Preface by the Author
As an inmate of a Irish Industrial School and Irish national it gives me no pleasure to assist in recording an account of the heartbreaking suffering of those boys who, largely through no fault of their own, were sent to St Joseph’s Irish Industrial School in Letterfrack, County Galway.
The road to hell being paved with good intentions this hideous and now notorious children’s penal colony began life and for some, death, as a Quaker-inspired school in 1887.Through the passage of time it malformed into what was euphemistically called an industrial school (Scoileanna Saothair) for young boys. Today they are called Children’s Detention Schools.
Irish Industrial School
Under the Industrial Schools Act (1888) their purpose was to ‘care for neglected, orphaned and abandoned children.’ In essence they were a dumping ground for children who found themselves on the fringes of society.
“In 1954 there were three classes of boys placed in Letterfrack’s St Josephs:
- The Homeless and those guilty of criminal offences
- The destitute sent by local authorities in accordance with the Public Assistance Act
- Those voluntarily admitted by parents and guardians”
Letterfrack was mismanaged by the Congregation of Christian Brothers. In respect of those committed for criminal acts it should be remembered that these unfortunates were very young and their ‘offences’ petty in the extreme. It is a sobering thought that within our lifetime conditions at this school find their equal only in 18th Century English judicial barbarism.
The nearby Fields of Athenry are poignant enough for most people’s stomachs. For many of the unfortunate boys who endured St Joseph’s, transportation might well have been a blessing.
The ‘school’s’ notoriety was founded upon the abuse and extreme physical and mental punishments inflicted upon defenceless children by a largely psychotic mob of cassocked ecclesiastical wardens. No fewer than 147 children died whilst under their tender mercies.
“Many of these brothers should be presumed to be practitioners of the dark arts. Only the devil could have been inspired to inflict such miseries on defenceless waifs; only darkness have conspired a whole community to turn aside from the wailing of hundreds of children through those dark decades of its existence. Some of the dreadful scenes are reminiscent of the scenes depicted in medieval tapestries in which the excesses of hell are defined.”

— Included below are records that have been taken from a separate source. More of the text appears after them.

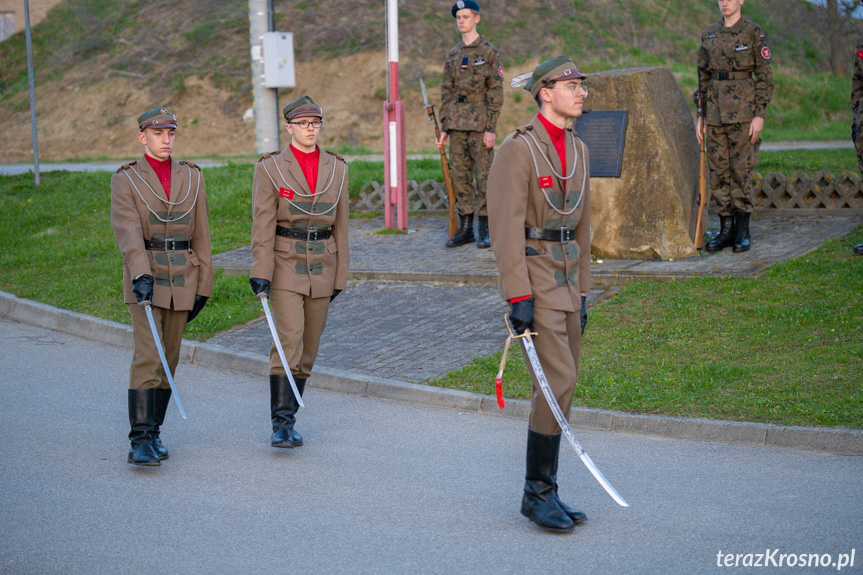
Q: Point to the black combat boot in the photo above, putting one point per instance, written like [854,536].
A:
[482,240]
[576,516]
[283,407]
[464,234]
[163,397]
[725,237]
[142,412]
[540,501]
[741,237]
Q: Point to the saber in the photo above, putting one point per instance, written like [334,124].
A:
[148,308]
[530,350]
[264,301]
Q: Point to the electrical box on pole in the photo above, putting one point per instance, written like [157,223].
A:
[279,60]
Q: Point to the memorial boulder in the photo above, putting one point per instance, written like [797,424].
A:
[649,211]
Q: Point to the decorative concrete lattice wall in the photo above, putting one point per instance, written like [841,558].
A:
[801,194]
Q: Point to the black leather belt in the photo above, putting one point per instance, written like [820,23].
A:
[561,235]
[308,235]
[731,75]
[167,245]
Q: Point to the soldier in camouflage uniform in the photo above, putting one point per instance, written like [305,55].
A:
[471,100]
[735,85]
[857,109]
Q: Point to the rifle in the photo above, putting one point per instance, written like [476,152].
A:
[447,178]
[702,178]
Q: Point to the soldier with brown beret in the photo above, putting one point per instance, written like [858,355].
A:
[471,100]
[539,210]
[159,212]
[735,85]
[299,252]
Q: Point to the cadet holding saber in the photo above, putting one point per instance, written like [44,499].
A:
[299,255]
[539,216]
[159,212]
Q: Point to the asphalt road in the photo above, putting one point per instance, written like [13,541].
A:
[379,487]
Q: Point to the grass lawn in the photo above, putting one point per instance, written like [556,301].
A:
[784,348]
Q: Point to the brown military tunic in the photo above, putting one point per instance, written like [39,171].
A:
[525,191]
[736,85]
[141,210]
[857,102]
[303,272]
[471,101]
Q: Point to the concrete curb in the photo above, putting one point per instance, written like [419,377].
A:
[827,440]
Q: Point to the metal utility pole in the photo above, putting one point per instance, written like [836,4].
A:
[34,135]
[266,100]
[395,158]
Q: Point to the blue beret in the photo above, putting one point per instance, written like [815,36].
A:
[467,4]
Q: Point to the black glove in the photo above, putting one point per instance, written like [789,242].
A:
[260,286]
[143,288]
[521,315]
[583,313]
[200,302]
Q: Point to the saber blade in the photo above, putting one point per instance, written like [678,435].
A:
[148,308]
[529,348]
[265,303]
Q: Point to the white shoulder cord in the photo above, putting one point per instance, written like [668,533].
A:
[553,171]
[332,176]
[157,216]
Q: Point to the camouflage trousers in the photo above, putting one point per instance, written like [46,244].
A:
[731,158]
[857,136]
[469,159]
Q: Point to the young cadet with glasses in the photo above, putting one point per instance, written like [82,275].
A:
[159,213]
[539,215]
[300,252]
[735,86]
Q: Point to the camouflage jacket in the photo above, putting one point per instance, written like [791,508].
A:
[471,88]
[734,76]
[857,83]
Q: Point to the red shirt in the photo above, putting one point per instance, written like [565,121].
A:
[309,164]
[557,138]
[163,172]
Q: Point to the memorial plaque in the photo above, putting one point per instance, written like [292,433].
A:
[604,133]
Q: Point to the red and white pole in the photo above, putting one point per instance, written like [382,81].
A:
[395,156]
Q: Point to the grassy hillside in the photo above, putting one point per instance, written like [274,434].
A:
[104,57]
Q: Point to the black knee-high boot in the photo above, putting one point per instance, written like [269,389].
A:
[540,501]
[283,409]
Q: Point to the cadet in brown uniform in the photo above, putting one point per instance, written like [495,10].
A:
[471,100]
[735,84]
[300,252]
[539,211]
[159,212]
[857,110]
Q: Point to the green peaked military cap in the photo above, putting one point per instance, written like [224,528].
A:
[560,68]
[157,118]
[467,4]
[302,106]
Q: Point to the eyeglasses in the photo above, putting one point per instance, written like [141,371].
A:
[574,88]
[303,124]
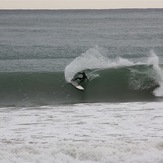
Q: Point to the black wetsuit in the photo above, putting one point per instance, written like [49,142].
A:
[81,79]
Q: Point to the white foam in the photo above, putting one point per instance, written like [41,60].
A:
[93,59]
[154,60]
[83,133]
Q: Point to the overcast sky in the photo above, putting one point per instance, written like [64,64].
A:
[79,4]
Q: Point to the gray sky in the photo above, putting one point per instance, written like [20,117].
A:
[79,4]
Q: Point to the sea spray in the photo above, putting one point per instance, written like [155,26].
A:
[93,59]
[154,60]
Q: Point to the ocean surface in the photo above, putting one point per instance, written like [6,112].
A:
[116,119]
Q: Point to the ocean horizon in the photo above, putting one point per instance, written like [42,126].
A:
[116,118]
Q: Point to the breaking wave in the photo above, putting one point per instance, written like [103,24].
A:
[109,81]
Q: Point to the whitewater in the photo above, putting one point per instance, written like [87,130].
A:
[116,119]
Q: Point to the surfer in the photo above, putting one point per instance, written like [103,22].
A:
[81,76]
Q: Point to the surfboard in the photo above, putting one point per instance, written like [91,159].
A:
[77,86]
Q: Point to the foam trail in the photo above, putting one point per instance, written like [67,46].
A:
[154,60]
[93,59]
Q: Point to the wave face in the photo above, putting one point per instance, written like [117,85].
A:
[128,83]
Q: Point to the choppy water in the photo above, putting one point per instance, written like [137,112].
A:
[117,118]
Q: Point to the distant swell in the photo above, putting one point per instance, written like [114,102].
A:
[128,83]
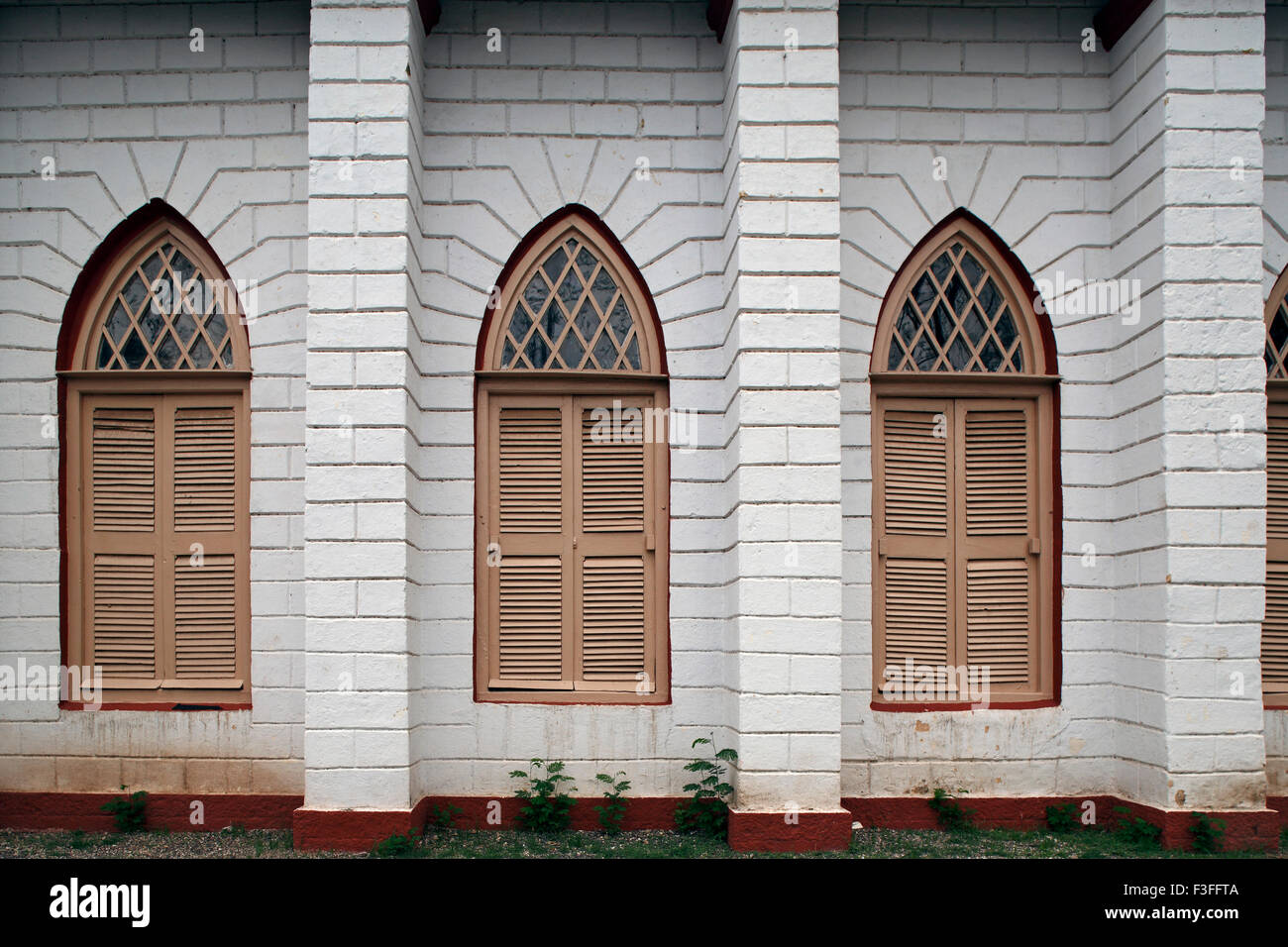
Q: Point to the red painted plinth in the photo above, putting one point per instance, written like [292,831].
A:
[790,831]
[172,810]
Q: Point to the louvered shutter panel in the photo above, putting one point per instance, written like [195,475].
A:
[999,544]
[913,540]
[614,592]
[1274,628]
[204,549]
[529,625]
[120,545]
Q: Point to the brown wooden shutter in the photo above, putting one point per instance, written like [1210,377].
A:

This is the testimony of Mickey Finn, himself an inmate from the age of twelve to sixteen. It is also an authentication, a memorial and recognition for each of the adolescent victims of those men of the cloth and their collaborationists. His account of life in this dreadful institution will give many pauses for thought as to the iniquities of man. It immortalises the cold hearted ethos of the judiciary.
“Readers will also be inspired by the selfless acts, rebelliousness and inborn stoicism of young boys in the face of extreme hostility.”